新田弘名と呼ばれたそいつは、美炎の知る彼女とはどこかが異なっていた。幾度か任務を共にした時には、感じることの無かった何か。
気迫、であるのか。
分からない。とにかく、美炎の知らぬ弘名であることは間違いなかった。
「…いけないよ」
客席の可奈美が呟く。
「紫様、何で止めないの。分からない訳ないのに」
「何かお考えがあるのだろう、紫様には」
姫和が答える。
「正面に礼」
試合となる刀使二人は正面の折神御本家の御座所に向かい礼、次いで互いに礼を交わすのが伍箇伝共通の作法となっている。なので誰もがここまでは機械的に行うものだ。
勿論美炎もそうした。
ところが、弘名はしなかった。
「あ!」
誰もが叫んだ。叫ばなかった者も居たがそれは、これを予知した可奈美や姫和クラスの極々一部だった。
「うわあ!」
試合は始まっていない。にも拘らず、水口レイピアが閃光と化した。
新田弘名は、主審の始めの合図を待たず、奇襲を仕掛けたのだ。
美炎はまだ、加州清光に手を掛けてもいない。
当然ながら写シは無い。脊髄反射だけでこれを躱さなければ当然ながら負傷、最悪生命を脅かされていただろう。
「尻尾を出しやがったな、あいつめ」
益子薫にとって同じ長船代表のチームメイト、この新田弘名も内偵対象である。
長船学長、真庭紗南より送信されて来たデータの中には「コヒメ事案」と内々に呼ばれる事件のものがあった。特別刀剣類管理局秘中の秘、大荒魂コヒメの幽閉されていた世田谷某施設の入退室記録と防犯カメラ映像であった。
コヒメは脱走した後調査隊に再度保護されることとなるが、直前にコヒメと面会していたのはこの弘名であったのだ。
「で、次なる奴のターゲットは美炎か。けど一体なんで美炎なんだ?」
日高見派と関わりの深い刀使である。会津の意向を受けての事なのかもしれない。中等部の一刀使に過ぎない安桜美炎に日高見派の古老たちが何を見出しているのか、それは分からないが。
兎も角も、口を開けばコスパ、コスパの弘名が完全にそれを無視する挙に出ていることは確かで、何の理由も無い行動ではない筈であった。
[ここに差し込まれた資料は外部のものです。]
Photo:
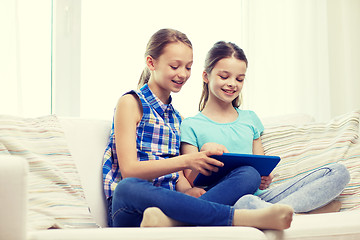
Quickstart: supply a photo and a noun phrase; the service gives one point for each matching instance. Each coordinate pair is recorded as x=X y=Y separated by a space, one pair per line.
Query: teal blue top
x=236 y=136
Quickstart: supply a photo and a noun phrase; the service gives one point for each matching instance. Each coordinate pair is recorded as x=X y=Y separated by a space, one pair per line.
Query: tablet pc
x=262 y=163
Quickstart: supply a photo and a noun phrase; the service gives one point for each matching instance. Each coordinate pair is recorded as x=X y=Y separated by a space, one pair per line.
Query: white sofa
x=86 y=141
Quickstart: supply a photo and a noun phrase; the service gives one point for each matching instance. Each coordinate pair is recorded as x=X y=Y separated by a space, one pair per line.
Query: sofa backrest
x=87 y=140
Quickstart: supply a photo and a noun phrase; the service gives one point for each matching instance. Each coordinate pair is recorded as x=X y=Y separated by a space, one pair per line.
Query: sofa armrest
x=13 y=197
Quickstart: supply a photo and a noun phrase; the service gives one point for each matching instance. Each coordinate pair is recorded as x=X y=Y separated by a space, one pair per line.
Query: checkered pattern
x=157 y=137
「美炎に何があるにせよ、問題は次にあいつが接触する奴、か。弥々」
「ねね!」
「頼まれてくれるか」
「ねー!」
薫の傍らより、弥々の影が消える。
(美炎の奴、どうもあの小荒魂と一番の仲良しだったらしいが…)
幽世との融和を希求する折神朱音局長にとって、大荒魂ならぬ小荒魂などと呼ばれ親しまれるコヒメは大切な存在である。決して手放せぬ切り札であり、明るみに出れば致命の事態ともなりかねない弱点でもある。
(内に錬府に会津に、自衛隊。外には馘に霞ヶ関魔城。内憂外患もいいところだぜ。それにしても…)
主審、紫は何故、弘名の反則を止めない?
もう二の突き、三の突きにまで及んでいるというのに、静観とはどういうつもりなのか。
しかしそれ以上に驚きなのは、弘名のレイピアが三度に渡って三度とも、美炎に触れられていないという事実であった。
流石に、弘名の顔色が変わっている。
刀使同士の斬り合いでは、先に抜いた方が圧倒的に有利とされる。先に写シを張っただけで肉体にバフが掛かることも、論拠の一つだ。
弘名は既に写シを張っている。
優位を手にしている筈だった。
(なのに何故?)
そう思っているのは間違いない。
「凄いな」
「うん。時々凄いんだよ、美炎ちゃん」
「時々なのか」
「う、ううん…なんていうか、集中力?」
呟くのは姫和で、答えたのは可奈美だ。
「どちらかが次の、お前の相手だぞ可奈美」
「美炎ちゃんは勝つよ。絶対負けない。どんなピンチでも、どんな相手でも」
だって約束したんだ。
何時か、もう一度立ち会おうって、あの時。
「ごめんね」
可奈美のその言葉に応じるように、美炎の唇が確かに、こう発した。
「目を覚ませっていうことだよね、弘名。本気になれって。私いつも、肝心な時に集中、切れちゃうから」
新田弘名の、最早無言で狙い定めた水口レイピアの切っ先の示す先で、美炎の右手がついに柄本を掴む。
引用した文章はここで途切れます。